К сожалению, нынешнее «репринтное» переиздание социальной позиции Церкви по образцу XIX века – грозит ее окончательной национально-исторической маргинализацией как неактуального общественного института. Острота ситуации, которую так часто не замечают благодушные апологеты нынешнего «церковного возрождения», состоит в том, что ныне, как и в начале XX века, социальный выбор Церкви предопределяет историческую судьбу России XXI века. Если Церковь вновь повторит свою социальную ошибку по отношению к обществу, то Россию (а с ней и Церковь!) ожидают ничуть не меньшие катаклизмы, чем пришлось пережить русскому народу в прошлом веке – и эти катастрофические процессы уже начались…

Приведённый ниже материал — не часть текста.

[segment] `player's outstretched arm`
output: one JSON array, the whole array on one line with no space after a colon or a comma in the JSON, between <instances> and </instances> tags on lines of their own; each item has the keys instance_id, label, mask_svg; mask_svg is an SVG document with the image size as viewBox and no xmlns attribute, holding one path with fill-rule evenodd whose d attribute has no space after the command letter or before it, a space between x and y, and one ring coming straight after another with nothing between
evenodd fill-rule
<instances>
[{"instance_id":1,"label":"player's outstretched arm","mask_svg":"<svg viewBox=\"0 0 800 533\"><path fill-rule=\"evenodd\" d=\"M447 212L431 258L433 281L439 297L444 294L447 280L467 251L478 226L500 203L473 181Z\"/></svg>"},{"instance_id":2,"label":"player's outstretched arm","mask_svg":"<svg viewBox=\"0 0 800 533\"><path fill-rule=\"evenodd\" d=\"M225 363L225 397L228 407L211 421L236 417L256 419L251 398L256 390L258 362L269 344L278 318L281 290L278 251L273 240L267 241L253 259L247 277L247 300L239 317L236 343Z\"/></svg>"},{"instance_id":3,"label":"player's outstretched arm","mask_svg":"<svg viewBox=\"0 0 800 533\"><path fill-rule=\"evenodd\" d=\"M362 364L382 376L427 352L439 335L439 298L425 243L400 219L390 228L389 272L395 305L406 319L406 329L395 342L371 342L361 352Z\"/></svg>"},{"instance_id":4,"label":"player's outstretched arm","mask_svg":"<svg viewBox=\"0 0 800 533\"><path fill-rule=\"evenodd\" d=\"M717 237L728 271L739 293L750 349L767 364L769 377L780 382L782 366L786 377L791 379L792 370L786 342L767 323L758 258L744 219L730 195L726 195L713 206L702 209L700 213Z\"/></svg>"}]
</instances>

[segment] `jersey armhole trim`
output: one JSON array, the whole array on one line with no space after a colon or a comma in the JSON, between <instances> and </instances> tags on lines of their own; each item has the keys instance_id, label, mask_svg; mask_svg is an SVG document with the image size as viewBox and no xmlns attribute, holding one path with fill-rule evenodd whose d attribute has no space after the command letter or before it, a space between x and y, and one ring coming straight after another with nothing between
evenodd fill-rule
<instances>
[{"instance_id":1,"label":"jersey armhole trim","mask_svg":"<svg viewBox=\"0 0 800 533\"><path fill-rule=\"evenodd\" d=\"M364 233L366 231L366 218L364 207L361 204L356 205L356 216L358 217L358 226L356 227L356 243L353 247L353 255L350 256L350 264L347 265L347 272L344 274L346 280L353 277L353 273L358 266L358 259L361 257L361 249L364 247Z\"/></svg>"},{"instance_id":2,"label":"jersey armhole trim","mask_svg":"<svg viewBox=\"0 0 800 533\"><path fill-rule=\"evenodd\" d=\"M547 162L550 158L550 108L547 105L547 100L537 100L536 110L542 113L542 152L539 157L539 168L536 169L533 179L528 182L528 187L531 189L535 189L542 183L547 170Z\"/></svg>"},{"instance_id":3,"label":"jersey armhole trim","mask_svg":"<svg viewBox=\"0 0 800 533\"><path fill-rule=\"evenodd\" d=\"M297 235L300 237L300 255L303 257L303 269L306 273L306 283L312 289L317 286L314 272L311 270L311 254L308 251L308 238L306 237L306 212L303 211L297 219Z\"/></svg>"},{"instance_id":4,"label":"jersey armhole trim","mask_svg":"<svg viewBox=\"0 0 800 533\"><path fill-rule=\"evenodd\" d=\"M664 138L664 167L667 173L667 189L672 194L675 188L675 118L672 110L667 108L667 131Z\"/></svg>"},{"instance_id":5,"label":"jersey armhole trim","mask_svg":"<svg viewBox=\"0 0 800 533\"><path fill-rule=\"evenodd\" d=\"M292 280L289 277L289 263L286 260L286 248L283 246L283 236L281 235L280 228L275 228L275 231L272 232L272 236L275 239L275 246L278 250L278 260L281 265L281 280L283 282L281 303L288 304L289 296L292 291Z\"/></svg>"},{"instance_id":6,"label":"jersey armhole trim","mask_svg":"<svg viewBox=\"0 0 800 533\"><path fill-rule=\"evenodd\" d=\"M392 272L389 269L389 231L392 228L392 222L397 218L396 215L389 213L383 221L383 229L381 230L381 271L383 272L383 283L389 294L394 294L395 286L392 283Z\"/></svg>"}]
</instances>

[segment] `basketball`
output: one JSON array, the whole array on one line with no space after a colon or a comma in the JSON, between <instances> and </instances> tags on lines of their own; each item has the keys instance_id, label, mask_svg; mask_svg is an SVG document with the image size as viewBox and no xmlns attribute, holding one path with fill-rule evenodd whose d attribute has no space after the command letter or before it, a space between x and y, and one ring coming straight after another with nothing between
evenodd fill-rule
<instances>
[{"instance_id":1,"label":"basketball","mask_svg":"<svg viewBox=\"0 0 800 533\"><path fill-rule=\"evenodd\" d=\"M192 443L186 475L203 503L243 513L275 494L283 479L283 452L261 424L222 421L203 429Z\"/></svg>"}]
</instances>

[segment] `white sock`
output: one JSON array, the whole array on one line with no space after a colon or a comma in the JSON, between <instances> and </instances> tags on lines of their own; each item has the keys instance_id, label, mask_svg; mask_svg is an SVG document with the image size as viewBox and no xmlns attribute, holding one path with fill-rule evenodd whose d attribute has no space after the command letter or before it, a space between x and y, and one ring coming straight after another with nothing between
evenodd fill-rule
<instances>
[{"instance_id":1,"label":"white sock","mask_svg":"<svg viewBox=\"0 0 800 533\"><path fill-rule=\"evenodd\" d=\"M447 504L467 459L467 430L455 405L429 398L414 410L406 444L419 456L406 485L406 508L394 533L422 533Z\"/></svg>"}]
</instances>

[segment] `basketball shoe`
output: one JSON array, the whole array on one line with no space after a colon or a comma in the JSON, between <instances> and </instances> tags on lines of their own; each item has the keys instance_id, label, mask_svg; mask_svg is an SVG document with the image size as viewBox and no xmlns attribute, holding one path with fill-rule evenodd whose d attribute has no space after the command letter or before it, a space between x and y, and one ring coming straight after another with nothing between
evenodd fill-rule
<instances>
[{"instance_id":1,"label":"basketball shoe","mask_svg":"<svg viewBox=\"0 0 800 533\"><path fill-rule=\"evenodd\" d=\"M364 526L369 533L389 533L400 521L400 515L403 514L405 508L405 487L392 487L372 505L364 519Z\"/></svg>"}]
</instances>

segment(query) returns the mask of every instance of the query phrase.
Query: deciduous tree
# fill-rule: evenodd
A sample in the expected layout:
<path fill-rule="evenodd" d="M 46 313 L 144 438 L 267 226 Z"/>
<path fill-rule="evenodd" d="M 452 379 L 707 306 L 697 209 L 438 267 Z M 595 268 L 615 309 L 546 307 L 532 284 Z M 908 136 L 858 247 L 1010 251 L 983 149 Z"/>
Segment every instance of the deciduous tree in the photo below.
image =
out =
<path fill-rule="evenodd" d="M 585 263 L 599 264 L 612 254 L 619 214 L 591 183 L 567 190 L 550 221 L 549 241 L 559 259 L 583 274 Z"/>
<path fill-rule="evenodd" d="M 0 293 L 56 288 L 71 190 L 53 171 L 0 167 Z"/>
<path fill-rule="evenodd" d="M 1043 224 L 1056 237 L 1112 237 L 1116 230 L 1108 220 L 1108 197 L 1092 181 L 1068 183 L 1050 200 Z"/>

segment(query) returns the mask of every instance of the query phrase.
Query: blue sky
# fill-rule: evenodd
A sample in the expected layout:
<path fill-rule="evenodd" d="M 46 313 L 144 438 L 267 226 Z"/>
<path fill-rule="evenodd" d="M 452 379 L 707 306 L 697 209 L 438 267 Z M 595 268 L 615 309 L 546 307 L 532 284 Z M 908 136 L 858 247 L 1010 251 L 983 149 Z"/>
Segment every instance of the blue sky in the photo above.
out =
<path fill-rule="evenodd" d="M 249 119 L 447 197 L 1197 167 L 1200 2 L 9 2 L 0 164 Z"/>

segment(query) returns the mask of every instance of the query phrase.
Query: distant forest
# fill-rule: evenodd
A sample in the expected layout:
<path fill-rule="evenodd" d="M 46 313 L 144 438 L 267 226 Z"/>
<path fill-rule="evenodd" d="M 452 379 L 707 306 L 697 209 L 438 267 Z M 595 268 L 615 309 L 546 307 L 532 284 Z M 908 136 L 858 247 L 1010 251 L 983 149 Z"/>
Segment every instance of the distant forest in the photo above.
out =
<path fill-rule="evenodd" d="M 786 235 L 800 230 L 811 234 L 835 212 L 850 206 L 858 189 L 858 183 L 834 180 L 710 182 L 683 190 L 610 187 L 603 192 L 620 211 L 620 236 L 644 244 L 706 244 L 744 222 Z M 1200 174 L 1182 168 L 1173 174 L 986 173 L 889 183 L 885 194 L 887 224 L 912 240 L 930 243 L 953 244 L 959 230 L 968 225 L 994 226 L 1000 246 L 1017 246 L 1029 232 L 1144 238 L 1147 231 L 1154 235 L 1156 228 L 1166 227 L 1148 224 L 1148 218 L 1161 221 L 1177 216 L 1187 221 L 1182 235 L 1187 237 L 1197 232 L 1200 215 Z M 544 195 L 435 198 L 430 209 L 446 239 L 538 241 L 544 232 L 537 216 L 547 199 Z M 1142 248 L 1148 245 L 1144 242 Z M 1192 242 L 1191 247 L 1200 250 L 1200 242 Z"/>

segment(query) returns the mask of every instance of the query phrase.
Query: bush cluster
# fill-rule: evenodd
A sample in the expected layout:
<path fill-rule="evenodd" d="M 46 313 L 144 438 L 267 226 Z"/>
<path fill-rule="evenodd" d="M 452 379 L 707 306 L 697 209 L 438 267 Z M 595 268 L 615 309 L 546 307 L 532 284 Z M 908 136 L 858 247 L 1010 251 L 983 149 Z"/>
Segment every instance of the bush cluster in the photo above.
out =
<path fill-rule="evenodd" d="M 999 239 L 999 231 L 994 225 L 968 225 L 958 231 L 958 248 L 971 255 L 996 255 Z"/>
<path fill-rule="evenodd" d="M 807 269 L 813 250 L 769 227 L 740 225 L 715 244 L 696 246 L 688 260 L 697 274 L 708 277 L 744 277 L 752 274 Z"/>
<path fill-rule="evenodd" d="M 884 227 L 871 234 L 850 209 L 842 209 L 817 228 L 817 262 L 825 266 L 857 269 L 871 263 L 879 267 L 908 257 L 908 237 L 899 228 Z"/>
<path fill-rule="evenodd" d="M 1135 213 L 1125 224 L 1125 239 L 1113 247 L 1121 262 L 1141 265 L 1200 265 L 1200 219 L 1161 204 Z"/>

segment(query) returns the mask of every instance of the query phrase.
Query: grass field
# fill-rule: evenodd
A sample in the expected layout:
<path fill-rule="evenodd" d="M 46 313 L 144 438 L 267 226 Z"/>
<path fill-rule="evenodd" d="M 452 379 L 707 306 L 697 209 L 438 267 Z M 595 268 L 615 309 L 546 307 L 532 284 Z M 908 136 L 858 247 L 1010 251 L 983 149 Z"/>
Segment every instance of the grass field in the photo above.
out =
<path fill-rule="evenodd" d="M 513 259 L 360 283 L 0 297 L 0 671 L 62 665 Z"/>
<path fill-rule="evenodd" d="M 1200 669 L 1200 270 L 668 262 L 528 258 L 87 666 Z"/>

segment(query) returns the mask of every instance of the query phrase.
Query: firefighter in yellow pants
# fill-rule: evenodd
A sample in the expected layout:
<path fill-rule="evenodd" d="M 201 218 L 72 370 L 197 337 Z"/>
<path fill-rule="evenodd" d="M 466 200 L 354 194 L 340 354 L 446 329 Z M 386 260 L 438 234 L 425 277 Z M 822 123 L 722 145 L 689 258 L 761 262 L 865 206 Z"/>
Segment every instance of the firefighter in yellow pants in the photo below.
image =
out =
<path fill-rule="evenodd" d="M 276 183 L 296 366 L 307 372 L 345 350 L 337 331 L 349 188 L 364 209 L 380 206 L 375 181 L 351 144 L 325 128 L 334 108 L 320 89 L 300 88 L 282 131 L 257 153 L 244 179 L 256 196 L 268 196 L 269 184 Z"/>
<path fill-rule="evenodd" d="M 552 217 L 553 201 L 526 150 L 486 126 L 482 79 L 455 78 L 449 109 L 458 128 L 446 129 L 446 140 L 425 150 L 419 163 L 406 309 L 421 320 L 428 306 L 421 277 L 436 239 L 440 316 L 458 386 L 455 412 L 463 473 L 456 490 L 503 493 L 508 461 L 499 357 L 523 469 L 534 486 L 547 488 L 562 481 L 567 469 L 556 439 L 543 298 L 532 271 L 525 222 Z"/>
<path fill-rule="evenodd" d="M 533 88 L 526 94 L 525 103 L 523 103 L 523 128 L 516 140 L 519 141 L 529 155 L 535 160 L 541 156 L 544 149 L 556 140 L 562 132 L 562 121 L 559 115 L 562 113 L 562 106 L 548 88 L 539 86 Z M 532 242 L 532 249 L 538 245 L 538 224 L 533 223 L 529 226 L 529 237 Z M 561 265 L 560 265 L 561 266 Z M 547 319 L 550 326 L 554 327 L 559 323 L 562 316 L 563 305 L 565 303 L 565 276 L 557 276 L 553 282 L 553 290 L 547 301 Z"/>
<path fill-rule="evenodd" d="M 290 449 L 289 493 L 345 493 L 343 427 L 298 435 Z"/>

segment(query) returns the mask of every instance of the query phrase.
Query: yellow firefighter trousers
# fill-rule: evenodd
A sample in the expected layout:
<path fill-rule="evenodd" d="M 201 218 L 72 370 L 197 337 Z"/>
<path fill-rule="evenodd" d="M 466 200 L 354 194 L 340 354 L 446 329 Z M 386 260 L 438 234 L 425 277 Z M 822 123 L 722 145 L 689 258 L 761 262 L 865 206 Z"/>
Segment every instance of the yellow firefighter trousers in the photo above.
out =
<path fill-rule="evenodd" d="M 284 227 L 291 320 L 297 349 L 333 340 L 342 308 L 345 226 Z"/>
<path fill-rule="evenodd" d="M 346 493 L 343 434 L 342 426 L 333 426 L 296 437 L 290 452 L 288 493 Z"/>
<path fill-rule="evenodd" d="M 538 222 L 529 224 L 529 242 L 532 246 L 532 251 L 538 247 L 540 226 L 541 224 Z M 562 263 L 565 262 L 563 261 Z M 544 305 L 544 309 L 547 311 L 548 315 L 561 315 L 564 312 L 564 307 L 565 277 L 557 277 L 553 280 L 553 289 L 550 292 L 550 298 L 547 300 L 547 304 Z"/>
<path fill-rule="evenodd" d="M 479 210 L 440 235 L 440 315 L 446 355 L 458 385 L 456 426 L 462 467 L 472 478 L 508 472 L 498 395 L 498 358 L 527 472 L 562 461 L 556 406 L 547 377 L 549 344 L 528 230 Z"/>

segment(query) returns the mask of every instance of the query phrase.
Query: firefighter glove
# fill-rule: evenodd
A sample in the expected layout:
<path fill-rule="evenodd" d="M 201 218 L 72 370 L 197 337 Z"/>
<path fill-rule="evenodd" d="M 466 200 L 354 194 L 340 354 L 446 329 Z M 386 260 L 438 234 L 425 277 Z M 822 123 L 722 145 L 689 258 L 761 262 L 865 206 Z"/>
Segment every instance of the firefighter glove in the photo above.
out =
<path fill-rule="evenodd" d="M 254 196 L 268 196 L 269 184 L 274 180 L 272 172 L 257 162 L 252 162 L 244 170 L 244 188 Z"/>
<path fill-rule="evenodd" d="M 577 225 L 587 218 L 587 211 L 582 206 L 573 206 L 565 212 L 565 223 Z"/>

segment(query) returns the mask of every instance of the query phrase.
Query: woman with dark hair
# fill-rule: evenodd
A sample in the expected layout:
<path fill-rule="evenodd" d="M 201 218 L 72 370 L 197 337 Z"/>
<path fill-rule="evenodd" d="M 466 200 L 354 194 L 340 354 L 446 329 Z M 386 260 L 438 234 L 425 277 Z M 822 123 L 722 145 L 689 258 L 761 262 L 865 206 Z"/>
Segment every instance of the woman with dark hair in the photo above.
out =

Путь, которым идет сегодня российское общество, – путь либерально-рыночных (капиталистических) социальных отношений – губителен для русской цивилизации как в экономическом, так и в духовно-нравственном отношении, об этом много писалось в патриотической печати. Но этот путь следует признать губительным и для православной Церкви, являющейся неотъемлемой частью российского общества. И не только потому, что демографическое вырождение русской нации, прямым образом отразится на количественном составе русской Церкви, а главным образом потому, что путь рыночного либерализма в духовно-религиозном смысле – это широкие врата глобальной апостасии. Этот путь может быть органичен для протестантизма, может быть приемлем для католичества – но это путь погибели для православия. Если протестантская этика сама породила западный (капиталистический) тип общества, а католичество всегда было способно идти в ногу с миром, принимая его таким, какой он есть, – то православие всегда отрицало этот мир, будучи путем к миру иному. Если сегодня православная Церковь в соответствии с общей исторической инерцией («по простоте») признает неолиберальную идеологию «золотого тельца» в качестве единственной альтернативы для русского общества, то вопрос о православном свидетельстве миру христианской Истины благополучно перейдет в сугубо абстрактную плоскость; тогда православие окончательно утратит свое актуально-историческое цивилизационное значение и превратится в реликтовое национально-этнографическое образование для «факультативного» использования. Ибо общественная реальность будет находиться в «невместимом противоречии» с учением Церкви, и верующее сознание окажется в тяжелейшем шизофреническом состоянии выбора между «юродством» истинной веры и «истинами» неолиберальной действительности. И это состояние окажется тем более тягостным, чем полнее будет официальная «симфония» между православной Церковью и западно-ориентированной российской властью. К сожалению, уже сегодня все признаки этого официально-апостасийного процесса налицо.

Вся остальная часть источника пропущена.